Tens obviamente um discurso de defesa da praxe e não consegues nem de longe nem de perto tomar o discurso de quem se lhe opõe, apesar de pretensamente o quereres fazer… Aliás o título diz tudo! És claramente favorável à praxe. Nem se percebe porque queres tentar esconder isso com a tua última frase (para fingir idoneidade?), mas enfim… Se ser anti-praxe parece extremista é porque os valores que se perdem na praxe são demasiado essenciais (liberdade, igualdade) apesar de serem papagueados por quem a pratica. Mas, infelizmente, já estamos habituados a isso: os EUA e Israel invadem países em “auto-defesa”, para “espalhar a democracia” ou acabar com o “terror”; fazem milhares de vítimas mortais, conduzem milhões ao exílio e à fome e ocupam vastos territórios com recursos essenciais às suas economias.

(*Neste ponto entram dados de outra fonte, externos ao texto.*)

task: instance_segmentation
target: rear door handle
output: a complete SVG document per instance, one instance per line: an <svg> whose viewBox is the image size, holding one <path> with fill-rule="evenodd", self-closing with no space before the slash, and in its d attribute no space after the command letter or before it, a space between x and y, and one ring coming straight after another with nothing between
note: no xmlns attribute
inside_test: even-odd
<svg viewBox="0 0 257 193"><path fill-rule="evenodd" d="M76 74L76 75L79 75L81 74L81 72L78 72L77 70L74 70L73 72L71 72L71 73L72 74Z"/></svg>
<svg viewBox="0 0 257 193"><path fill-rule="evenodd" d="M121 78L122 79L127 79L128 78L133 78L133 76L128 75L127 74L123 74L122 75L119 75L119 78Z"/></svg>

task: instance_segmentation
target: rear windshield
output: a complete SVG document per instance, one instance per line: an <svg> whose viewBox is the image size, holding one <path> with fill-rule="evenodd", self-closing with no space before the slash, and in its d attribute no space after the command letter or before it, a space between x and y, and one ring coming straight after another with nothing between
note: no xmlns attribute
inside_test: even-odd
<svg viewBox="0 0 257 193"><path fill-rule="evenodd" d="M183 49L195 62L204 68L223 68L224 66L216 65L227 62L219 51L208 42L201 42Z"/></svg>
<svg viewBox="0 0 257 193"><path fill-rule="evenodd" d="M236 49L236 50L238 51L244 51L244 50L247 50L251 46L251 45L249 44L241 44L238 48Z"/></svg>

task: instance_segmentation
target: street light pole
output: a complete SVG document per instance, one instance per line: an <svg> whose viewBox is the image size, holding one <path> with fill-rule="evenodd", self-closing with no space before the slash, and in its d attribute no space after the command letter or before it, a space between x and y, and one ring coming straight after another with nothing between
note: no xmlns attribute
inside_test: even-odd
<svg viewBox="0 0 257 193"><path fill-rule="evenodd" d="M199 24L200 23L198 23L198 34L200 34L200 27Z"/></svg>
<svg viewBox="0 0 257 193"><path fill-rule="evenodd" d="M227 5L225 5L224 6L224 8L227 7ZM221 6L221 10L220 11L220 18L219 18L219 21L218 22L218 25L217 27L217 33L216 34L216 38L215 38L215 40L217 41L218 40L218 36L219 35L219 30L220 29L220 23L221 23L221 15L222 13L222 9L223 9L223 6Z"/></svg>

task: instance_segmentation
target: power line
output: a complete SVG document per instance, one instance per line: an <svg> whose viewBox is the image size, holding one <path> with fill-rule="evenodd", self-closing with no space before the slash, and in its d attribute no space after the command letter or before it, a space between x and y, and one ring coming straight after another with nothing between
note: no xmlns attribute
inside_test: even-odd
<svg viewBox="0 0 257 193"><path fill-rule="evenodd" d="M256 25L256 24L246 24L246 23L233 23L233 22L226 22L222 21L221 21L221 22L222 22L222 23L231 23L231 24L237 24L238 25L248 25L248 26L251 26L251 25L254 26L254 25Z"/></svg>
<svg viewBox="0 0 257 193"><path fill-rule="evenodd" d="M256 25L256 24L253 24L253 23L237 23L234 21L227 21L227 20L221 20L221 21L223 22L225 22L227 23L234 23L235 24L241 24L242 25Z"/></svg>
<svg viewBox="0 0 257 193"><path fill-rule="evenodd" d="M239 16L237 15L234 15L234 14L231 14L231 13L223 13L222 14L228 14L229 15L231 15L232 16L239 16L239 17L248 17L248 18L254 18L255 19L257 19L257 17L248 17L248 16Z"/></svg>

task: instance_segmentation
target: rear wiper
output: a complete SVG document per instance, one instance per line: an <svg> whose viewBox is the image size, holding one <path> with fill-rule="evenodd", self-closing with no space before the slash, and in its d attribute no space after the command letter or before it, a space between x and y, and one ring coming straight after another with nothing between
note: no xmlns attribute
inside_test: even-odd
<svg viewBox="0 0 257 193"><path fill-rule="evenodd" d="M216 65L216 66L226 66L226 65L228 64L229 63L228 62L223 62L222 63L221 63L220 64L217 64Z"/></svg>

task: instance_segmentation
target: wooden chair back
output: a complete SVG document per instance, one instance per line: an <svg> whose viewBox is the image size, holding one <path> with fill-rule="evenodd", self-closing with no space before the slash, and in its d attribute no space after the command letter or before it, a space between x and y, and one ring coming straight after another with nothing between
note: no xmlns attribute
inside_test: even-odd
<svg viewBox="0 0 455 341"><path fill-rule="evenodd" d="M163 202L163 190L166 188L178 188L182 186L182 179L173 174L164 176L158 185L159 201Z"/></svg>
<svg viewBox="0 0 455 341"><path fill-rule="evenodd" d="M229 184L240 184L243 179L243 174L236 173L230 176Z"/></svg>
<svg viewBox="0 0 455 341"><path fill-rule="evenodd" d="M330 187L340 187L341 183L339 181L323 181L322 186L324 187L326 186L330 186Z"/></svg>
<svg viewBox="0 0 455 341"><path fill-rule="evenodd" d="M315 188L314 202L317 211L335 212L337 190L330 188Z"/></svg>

Portanto, já conhecemos os eufemismos e as supostas pretensões de moral. Na praxe isso também acontece. Tratam os caloiros todos por igual, a eles mesmo é que não pois são “superiores” e os superirores devem ser tratados com um respeito diferente daquele com que são tratados os caloiros (a uns não se pode olhar nos olhos aos outros grita-se); são livres de aderir ou não à praxe, mas os novos alunos são perseguidos e chateados constantemente para fazerem isto e aquilo dizendo-lhes que se não aderirem não se integrarão na faculdade, não receberão apontamentos, nem conhecerão os seus colegas – mentiras evidentemente!